4. Confusion over spray quality?
While most are using air-inclusion nozzles for each job, which typically produce a coarse spray, only 1% in our survey said they were spraying a coarse spray for each task, and just 12% medium-coarse.
This perhaps suggests a disconnect or confusion over spray quality, says Mr Robinson. “It’s very improbable those using air-inclusion nozzles are getting a medium spray quality or finer.”
But it probably does mean operators are choosing nozzles, such as the Guardian Air, that give finer sprays than some other air-inclusion nozzles, he suspects. “It is a good nozzle – you do get a lot of drops from it, they won’t cause you any trouble drifting off, and the air inclusion drops stick well to the target.

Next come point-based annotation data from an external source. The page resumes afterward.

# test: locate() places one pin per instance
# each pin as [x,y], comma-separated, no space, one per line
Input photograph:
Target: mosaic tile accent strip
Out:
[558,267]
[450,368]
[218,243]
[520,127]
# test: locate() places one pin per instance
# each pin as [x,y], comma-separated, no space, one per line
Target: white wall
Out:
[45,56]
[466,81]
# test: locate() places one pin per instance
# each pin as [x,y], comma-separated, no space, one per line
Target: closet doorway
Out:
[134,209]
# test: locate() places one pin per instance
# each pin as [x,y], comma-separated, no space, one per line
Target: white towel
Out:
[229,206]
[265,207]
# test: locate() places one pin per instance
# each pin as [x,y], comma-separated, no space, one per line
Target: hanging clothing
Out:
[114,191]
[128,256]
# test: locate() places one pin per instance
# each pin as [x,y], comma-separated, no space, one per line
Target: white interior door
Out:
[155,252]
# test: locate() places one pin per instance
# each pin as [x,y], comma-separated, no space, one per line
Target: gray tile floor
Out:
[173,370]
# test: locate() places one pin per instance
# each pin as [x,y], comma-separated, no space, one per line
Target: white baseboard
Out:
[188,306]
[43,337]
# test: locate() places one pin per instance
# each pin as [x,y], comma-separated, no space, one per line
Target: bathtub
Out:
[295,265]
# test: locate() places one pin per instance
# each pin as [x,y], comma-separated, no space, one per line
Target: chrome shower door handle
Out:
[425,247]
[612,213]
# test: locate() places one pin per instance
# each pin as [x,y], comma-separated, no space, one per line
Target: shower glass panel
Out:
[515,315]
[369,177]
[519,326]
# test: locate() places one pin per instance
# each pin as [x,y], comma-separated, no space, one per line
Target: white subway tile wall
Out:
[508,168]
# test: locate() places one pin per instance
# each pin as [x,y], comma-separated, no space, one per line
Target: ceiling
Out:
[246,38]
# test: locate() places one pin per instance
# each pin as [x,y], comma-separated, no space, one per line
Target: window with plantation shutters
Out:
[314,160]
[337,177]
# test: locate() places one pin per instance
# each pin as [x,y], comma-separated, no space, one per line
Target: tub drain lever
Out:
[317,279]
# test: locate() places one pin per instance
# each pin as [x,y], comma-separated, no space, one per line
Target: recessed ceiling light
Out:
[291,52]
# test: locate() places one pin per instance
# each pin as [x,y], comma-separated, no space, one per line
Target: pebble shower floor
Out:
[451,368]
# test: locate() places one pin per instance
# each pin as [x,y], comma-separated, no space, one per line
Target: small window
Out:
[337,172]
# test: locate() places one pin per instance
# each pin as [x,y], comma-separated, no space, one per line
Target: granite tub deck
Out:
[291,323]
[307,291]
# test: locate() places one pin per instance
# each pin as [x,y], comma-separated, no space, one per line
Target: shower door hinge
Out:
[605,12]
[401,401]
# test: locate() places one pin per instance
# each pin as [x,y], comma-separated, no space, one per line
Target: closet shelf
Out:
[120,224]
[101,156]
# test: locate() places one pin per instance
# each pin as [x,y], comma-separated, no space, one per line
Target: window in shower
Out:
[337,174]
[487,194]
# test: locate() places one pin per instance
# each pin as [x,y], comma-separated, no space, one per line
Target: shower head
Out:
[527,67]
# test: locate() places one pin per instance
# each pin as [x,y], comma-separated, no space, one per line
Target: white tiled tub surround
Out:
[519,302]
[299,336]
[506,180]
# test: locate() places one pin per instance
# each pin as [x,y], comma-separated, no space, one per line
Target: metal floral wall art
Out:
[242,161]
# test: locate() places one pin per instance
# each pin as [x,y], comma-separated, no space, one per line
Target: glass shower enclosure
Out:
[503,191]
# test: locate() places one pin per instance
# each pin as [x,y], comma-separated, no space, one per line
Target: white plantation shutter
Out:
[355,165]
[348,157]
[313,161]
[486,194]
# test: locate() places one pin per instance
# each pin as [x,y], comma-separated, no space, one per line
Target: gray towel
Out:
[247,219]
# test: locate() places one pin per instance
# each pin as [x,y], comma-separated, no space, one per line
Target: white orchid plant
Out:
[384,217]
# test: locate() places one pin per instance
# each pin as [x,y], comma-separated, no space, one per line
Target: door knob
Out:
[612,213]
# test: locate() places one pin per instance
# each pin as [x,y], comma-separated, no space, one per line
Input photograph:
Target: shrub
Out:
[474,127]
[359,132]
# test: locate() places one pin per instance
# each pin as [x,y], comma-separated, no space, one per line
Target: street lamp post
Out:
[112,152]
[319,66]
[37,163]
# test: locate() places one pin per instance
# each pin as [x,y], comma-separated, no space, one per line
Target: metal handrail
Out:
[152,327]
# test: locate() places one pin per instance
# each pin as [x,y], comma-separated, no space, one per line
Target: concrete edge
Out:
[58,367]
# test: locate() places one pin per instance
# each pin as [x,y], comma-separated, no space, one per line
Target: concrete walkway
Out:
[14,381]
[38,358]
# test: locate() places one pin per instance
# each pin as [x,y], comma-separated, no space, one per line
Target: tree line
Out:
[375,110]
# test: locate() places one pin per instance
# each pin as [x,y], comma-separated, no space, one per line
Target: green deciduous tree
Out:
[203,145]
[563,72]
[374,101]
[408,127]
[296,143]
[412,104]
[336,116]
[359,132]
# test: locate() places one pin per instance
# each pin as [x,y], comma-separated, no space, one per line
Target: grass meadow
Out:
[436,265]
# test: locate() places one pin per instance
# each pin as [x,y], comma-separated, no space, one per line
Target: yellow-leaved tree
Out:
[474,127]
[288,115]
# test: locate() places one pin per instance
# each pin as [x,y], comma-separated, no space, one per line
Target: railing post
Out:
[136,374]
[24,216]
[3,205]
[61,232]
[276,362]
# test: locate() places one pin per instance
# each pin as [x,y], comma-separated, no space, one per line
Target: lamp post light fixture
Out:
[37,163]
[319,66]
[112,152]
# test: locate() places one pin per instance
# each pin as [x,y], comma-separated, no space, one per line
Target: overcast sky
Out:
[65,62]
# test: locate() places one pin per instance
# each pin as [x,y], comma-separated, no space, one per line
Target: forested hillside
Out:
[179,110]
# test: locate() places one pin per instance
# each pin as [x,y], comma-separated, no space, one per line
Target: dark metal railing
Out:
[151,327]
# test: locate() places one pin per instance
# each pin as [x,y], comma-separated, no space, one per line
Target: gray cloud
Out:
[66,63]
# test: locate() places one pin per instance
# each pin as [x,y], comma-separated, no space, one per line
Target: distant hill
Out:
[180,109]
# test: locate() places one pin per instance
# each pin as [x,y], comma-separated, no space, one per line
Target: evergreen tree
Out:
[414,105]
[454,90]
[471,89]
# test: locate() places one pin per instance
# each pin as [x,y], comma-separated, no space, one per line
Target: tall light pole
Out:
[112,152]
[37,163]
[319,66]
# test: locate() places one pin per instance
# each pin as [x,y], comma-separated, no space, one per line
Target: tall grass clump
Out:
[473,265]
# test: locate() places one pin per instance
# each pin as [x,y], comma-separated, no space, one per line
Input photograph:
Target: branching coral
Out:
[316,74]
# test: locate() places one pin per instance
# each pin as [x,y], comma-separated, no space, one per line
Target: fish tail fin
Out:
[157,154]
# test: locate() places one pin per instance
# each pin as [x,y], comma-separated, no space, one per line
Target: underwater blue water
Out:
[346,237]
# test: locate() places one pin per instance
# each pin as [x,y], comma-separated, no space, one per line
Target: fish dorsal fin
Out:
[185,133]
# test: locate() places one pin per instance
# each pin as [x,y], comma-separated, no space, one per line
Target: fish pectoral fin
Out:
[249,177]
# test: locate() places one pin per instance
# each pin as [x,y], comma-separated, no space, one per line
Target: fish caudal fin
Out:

“When you do spray measurements, for almost all targets except tiny black-grass, you recover more spray with a ‘small’ drop air inclusion nozzle than you do with a fanjet.”

5. Sensible forward speed
A sensible compromise between work rate and efficacy has led most sprayer operators to use 12 km/h, according to the survey.
“Herbicide performance can drop off the quicker you go,” Mr Robinson points out. “So, it’s good that operators have responded to the message of not going too fast for pre-emergence autumn residuals.
“The only reason to go faster is work rate. There is more flexibility with forward speeds for fungicide applications.”